El grillo. Unos pasos, en la calle, se perdían poco a poco.

– El sadismo con alfileres -continuó- es raro; con las palabras está lejos de serlo. Pero si la mujer lo acepta de un modo absoluto; si es capaz de ir más allá… Conocí a un sujeto que cogió y se jugó el dinero que su compañera había economizado durante algunos años para ir a un sanatorio. Cuestión de vida o muerte. Lo perdió. (En estos casos se pierde siempre.) Volvió hecho pedazos, absolutamente aplastado, como tú en este momento. Ella le vio acercarse al lecho. Lo comprendió todo en seguida, ¿sabes? ¿Y luego, qué?
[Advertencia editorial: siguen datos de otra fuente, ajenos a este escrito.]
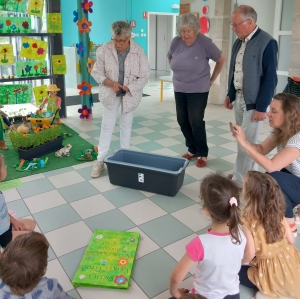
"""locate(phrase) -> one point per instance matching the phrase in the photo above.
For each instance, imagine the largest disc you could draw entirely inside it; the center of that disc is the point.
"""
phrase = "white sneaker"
(97, 169)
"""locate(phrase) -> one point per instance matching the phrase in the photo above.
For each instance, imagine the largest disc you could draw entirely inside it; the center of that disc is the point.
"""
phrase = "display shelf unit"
(55, 47)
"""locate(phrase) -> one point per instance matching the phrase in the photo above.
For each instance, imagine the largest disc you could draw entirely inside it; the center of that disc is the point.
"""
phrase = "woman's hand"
(239, 134)
(116, 87)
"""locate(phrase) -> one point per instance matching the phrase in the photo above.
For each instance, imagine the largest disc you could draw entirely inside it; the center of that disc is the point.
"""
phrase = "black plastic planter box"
(41, 150)
(148, 172)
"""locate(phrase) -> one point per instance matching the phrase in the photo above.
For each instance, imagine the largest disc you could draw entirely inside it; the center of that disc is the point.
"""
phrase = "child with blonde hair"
(220, 252)
(9, 226)
(275, 270)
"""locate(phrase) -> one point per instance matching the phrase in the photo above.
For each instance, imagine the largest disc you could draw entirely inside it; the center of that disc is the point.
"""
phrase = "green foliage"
(34, 138)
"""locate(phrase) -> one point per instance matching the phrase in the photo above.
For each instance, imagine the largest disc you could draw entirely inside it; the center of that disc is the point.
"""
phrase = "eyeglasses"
(236, 25)
(119, 41)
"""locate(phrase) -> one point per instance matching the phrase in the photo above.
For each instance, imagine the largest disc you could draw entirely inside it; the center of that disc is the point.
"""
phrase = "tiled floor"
(68, 204)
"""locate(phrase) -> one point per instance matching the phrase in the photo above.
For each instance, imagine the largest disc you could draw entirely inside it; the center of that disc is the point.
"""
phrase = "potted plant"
(37, 142)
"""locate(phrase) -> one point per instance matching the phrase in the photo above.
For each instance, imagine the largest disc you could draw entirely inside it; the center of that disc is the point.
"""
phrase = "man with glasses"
(251, 82)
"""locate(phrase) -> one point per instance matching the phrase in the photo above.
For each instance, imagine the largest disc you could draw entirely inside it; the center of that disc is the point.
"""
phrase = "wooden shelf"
(29, 34)
(28, 78)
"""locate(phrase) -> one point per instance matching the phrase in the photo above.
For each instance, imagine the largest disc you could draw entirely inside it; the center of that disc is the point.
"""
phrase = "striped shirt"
(294, 167)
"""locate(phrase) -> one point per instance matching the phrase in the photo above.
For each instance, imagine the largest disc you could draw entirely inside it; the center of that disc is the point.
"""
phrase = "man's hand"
(227, 103)
(258, 116)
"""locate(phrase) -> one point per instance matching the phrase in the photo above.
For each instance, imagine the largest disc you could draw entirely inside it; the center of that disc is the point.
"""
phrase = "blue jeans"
(190, 108)
(290, 186)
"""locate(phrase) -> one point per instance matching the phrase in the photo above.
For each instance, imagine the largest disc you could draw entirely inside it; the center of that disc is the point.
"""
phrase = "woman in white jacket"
(122, 70)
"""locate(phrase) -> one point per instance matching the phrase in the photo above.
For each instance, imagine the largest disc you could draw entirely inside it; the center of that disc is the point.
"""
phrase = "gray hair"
(187, 21)
(247, 12)
(121, 28)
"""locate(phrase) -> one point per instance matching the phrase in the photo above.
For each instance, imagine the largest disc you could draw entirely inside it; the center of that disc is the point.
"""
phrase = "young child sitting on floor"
(22, 267)
(219, 253)
(9, 226)
(275, 269)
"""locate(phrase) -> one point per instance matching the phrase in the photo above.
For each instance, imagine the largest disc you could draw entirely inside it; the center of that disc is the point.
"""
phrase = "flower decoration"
(87, 6)
(26, 45)
(80, 49)
(120, 279)
(75, 14)
(40, 51)
(85, 113)
(84, 25)
(123, 262)
(85, 88)
(90, 63)
(25, 25)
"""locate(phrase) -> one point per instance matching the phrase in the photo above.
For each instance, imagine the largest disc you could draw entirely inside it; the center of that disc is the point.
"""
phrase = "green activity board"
(31, 68)
(15, 25)
(15, 93)
(108, 260)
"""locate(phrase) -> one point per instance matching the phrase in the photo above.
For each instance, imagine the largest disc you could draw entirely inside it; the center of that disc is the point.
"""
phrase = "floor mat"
(78, 146)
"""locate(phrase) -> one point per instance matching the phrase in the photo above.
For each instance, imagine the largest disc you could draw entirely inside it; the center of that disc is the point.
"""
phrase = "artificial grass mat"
(79, 145)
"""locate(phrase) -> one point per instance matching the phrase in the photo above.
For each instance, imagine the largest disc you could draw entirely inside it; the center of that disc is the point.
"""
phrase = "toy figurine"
(54, 102)
(4, 124)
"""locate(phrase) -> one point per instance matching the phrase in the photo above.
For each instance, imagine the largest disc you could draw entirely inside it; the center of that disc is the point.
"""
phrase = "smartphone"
(231, 128)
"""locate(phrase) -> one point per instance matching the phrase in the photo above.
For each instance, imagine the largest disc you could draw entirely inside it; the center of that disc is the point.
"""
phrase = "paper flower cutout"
(85, 112)
(80, 49)
(122, 262)
(89, 64)
(85, 88)
(120, 279)
(84, 25)
(86, 6)
(75, 14)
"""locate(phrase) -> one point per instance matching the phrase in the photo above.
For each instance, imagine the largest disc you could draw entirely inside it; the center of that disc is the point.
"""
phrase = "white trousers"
(252, 129)
(108, 124)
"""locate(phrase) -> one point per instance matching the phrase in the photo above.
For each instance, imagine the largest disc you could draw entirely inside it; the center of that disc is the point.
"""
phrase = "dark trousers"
(290, 186)
(244, 279)
(190, 108)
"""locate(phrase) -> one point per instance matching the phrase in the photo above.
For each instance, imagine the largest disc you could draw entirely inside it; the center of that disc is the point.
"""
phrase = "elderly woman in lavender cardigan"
(189, 57)
(122, 70)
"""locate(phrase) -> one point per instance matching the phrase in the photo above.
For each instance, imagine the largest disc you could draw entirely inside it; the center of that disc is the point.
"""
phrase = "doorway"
(162, 29)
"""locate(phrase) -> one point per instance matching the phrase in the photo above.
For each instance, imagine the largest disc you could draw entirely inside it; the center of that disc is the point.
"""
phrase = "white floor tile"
(11, 195)
(32, 178)
(66, 179)
(142, 211)
(103, 184)
(69, 238)
(134, 292)
(55, 270)
(193, 217)
(44, 201)
(92, 206)
(146, 245)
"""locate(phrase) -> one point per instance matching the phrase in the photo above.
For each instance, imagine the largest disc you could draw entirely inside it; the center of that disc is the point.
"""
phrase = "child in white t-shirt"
(220, 252)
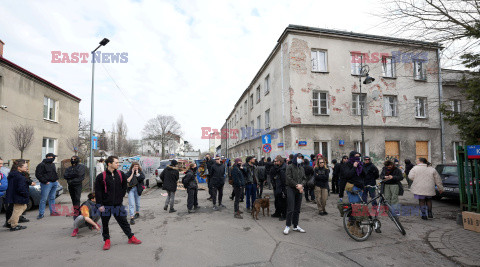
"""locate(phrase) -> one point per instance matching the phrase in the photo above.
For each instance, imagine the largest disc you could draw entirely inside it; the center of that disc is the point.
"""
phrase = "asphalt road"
(215, 238)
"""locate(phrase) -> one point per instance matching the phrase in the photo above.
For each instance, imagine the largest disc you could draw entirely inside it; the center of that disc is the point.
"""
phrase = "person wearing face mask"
(295, 182)
(75, 175)
(46, 173)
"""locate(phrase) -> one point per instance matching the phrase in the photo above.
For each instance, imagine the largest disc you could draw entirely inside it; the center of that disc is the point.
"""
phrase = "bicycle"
(365, 224)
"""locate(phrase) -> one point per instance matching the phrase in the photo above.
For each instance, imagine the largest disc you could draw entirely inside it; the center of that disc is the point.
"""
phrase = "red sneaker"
(75, 232)
(134, 240)
(107, 245)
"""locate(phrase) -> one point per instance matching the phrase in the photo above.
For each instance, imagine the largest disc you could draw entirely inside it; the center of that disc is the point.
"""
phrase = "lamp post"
(364, 69)
(92, 173)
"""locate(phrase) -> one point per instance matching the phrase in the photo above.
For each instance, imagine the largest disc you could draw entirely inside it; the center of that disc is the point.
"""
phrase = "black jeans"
(217, 190)
(294, 203)
(192, 199)
(75, 194)
(120, 215)
(238, 193)
(335, 185)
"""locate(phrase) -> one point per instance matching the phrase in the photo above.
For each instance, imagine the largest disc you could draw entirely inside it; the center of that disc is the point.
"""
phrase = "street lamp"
(102, 43)
(364, 69)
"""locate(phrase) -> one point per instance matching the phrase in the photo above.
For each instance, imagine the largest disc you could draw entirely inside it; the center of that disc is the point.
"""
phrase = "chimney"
(1, 48)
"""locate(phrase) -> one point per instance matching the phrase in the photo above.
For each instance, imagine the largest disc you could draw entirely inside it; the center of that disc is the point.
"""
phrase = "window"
(419, 70)
(455, 145)
(456, 105)
(267, 119)
(319, 61)
(358, 147)
(390, 106)
(49, 109)
(388, 67)
(48, 146)
(266, 87)
(358, 100)
(420, 107)
(320, 103)
(356, 60)
(258, 94)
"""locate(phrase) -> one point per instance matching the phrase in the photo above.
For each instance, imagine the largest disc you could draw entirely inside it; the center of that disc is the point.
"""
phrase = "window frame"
(418, 107)
(394, 112)
(315, 58)
(357, 102)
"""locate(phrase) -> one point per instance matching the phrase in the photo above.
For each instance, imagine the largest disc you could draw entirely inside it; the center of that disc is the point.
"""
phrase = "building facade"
(307, 97)
(29, 100)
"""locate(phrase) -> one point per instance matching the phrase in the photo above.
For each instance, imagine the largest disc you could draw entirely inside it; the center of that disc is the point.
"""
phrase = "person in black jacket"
(371, 176)
(75, 175)
(321, 174)
(408, 168)
(309, 191)
(217, 182)
(17, 193)
(46, 173)
(238, 177)
(135, 178)
(190, 183)
(110, 188)
(278, 172)
(170, 178)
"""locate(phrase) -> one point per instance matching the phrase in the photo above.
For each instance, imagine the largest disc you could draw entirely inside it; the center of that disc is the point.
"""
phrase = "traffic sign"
(267, 148)
(473, 152)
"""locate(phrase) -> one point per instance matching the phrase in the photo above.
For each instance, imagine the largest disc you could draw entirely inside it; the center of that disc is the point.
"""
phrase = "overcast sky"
(188, 59)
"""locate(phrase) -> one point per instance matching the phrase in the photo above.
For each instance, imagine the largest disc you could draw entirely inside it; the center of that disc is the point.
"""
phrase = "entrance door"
(392, 150)
(421, 149)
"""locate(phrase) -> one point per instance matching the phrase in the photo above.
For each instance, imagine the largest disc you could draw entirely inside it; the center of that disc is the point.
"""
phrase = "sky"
(188, 59)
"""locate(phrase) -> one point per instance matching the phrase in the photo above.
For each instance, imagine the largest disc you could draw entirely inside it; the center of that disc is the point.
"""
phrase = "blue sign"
(267, 148)
(94, 142)
(473, 152)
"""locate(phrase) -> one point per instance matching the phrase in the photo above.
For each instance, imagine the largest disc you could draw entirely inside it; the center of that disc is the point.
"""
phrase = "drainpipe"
(283, 100)
(440, 100)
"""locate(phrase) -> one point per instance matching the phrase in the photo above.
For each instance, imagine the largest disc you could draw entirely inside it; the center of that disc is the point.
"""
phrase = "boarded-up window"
(421, 148)
(392, 150)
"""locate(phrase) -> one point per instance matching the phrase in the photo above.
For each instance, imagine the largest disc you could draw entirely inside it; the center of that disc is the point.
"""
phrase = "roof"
(299, 28)
(38, 78)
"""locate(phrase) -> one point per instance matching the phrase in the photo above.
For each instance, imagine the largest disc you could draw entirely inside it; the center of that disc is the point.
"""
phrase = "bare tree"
(22, 137)
(162, 129)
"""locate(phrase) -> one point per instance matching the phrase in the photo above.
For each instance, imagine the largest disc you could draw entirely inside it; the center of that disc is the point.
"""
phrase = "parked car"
(159, 170)
(449, 175)
(35, 194)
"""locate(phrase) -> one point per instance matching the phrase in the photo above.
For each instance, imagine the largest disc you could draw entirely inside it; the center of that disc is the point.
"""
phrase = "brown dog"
(261, 203)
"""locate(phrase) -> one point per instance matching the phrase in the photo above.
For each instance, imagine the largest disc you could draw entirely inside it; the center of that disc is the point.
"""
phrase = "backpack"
(105, 176)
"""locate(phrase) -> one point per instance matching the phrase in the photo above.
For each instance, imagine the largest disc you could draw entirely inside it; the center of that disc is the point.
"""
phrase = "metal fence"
(468, 180)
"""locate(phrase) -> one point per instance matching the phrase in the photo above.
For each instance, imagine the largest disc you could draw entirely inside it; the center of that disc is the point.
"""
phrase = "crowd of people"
(290, 178)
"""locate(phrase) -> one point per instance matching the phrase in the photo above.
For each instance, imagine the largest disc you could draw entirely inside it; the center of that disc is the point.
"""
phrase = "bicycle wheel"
(357, 230)
(395, 220)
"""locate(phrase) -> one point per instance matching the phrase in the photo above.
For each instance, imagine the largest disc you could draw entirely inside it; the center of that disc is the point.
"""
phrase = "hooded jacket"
(170, 177)
(17, 191)
(116, 188)
(75, 174)
(46, 171)
(190, 180)
(295, 174)
(217, 175)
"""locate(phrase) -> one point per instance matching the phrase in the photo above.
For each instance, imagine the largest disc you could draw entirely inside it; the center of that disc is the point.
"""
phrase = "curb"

Trató de consolarle…

– Más fácil es -dijo Hemmelrich, con lentitud- consolar a los demás que consolarse uno a sí mismo.

Y levantando los ojos, de pronto:

– ¿Eras tú, ese sujeto?

– ¡Basta! -Katow golpeó con el puño en el mostrador-. Si hubiera sido yo, habría dicho que era yo, y no otra cosa. -Pero su ira se extinguió inmediatamente-. Yo no he hecho tanto, si es necesario hacer tanto… Si no se cree en nada, sobre todo porque no se cree en nada, está uno obligado a creer en las cualidades del corazón, cuando se las encuentra: eso se cae de su peso. Y eso es lo que tú haces. Sin la mujer y el chico, habrías partido; estoy seguro de ello. Y…

– Y como no existimos más que para esas cualidades cardíacas, nos comen. Puesto que no hay más remedio que ser devorado… Pero todo eso son puñeterías. No se trata de tener razón. No puedo soportar el haber echado a Chen a la calle, ni tampoco hubiera podido soportar el retenerlo.

– No hay que pedir a los camaradas más que lo que pueden hacer. Quiero camaradas, y no santos. No tengo confianza en los santos…

– ¿Es verdad que tú acompañaste voluntariamente a aquellos sujetos a las minas de plomo?

– Yo estaba en el campo -dijo Katow, cohibido-. Las minas y el campo, por allá se iban…

– Por allá se iban… No es verdad.

– ¿Tú qué sabes?

– ¡No es verdad! Y tú hubieras admitido a Chen.

– Yo no tengo hijos…

– Me parece que me sería menos… difícil hasta la idea de que me lo matasen si no estuviera enfermo… Yo soy muy bruto. La verdad es que yo soy muy bruto. Y quizá no sea siquiera trabajador. Además… Me hago el efecto de un farol de gas en el que se mease todo el mundo.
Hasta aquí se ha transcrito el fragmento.